In order to succeed in a premises liability action, a person who slips and falls in a retail establishment generally must establish that the business owner knew or should have known of the unsafe condition that led to the patron’s fall and failed to correct it. In other words, the injured patron must show that the business owner was somehow at fault (i.e., negligent). In the first instance, that “fault” consists of actual or constructive notice of a hazardous condition. Once notice is established, the injured patron must then demonstrate that the business owner failed to address the hazardous condition in a timely manner. It is not enough for the injured patron to simply show that she fell or even that she fell because of the existence of a dangerous condition; the business owner must have notice of the hazardous condition.

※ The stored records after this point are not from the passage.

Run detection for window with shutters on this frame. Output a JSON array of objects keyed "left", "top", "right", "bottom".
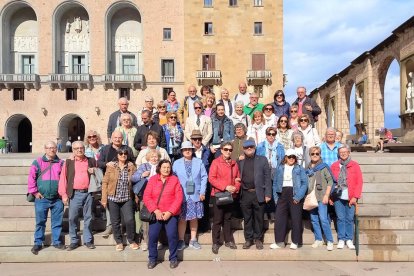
[
  {"left": 202, "top": 54, "right": 216, "bottom": 71},
  {"left": 22, "top": 55, "right": 35, "bottom": 74},
  {"left": 252, "top": 54, "right": 266, "bottom": 71},
  {"left": 204, "top": 22, "right": 213, "bottom": 35}
]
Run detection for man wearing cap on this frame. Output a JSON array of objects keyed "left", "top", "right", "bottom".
[
  {"left": 184, "top": 100, "right": 213, "bottom": 146},
  {"left": 137, "top": 95, "right": 159, "bottom": 126},
  {"left": 106, "top": 98, "right": 138, "bottom": 143},
  {"left": 237, "top": 139, "right": 272, "bottom": 250}
]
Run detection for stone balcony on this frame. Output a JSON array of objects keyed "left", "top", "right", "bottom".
[
  {"left": 48, "top": 74, "right": 92, "bottom": 90},
  {"left": 102, "top": 74, "right": 145, "bottom": 90},
  {"left": 0, "top": 74, "right": 40, "bottom": 90},
  {"left": 246, "top": 70, "right": 272, "bottom": 84},
  {"left": 196, "top": 70, "right": 221, "bottom": 85}
]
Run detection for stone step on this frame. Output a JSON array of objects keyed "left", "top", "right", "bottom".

There are, however, exceptions to the notice requirement. One such exception is the mode-of-operation rule. That rule permits the trier of fact to draw an inference that the business owner had constructive notice of a hazardous condition if it can be shown that there was a substantial risk of injury inherent in a business owner’s method of doing business. While the injured party must still show that a hazardous condition existed, he or she is not required to prove that the business owner had notice of that condition. When the rule is invoked, the burden shifts to the business owner to show that it was not at fault. To do that, the business owner must show that it exercised due care. What constitutes due care depends on the nature of the risk posed by the particular business method or practice at issue. Thus, the mode-of-operation rule substantially alters the ordinary burden of proof.